Grantee Peer Learning, Co-Learning, and Communities of Practice
Foundations are increasingly turning to peer-based learning opportunities and grantee communities of practice as strategies for investing in grantee capacity building.
- Foundation staff recognize that grantees often learn better in peer groups where they have some or complete control of the agenda — especially when the capacities to be built relate to more difficult or sensitive topics for grantees, like leadership or governance, or pushing to a next stage of organizational growth, or building fields or movements.
- Sometimes capacity-building–focused peer learning evolves when a foundation observes a trend in its portfolio and decides to help a cohort of grantees strengthen a particular capacity.
- Peer learning takes and morphs into many forms, including: a funder-designed convening, a grantee-requested community of practice, an approach co-designed with grantees, or a group that consultants help shape.

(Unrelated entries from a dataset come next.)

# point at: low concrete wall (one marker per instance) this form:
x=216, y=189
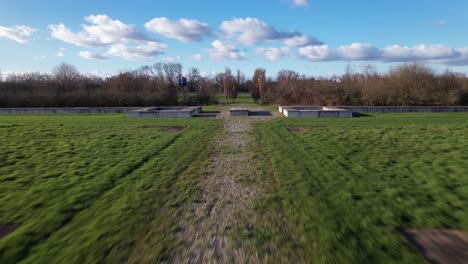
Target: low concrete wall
x=315, y=112
x=392, y=109
x=406, y=109
x=165, y=112
x=239, y=111
x=68, y=110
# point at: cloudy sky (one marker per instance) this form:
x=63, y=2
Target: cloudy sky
x=314, y=37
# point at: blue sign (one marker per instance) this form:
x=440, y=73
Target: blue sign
x=183, y=81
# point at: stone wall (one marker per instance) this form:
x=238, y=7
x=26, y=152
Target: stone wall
x=68, y=110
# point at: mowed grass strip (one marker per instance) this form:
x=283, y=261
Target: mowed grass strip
x=87, y=188
x=351, y=185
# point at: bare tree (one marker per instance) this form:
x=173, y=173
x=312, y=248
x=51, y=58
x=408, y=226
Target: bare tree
x=229, y=85
x=67, y=77
x=259, y=85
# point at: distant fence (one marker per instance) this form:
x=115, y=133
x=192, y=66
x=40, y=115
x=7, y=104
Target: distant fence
x=68, y=110
x=405, y=109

- Sometimes grantees can opt in to peer learning, and in other cases peer learning participation is mandatory. Either way, nonprofits appreciate when funders couple learning with support to apply what they have learned to organizational practice. We heard, “Providing training/skill building without capacity to implement changes isn’t that helpful.”
- Peer learning doesn’t have to start in a formal or complicated way. Simply connecting one grantee to another can have a tremendous impact.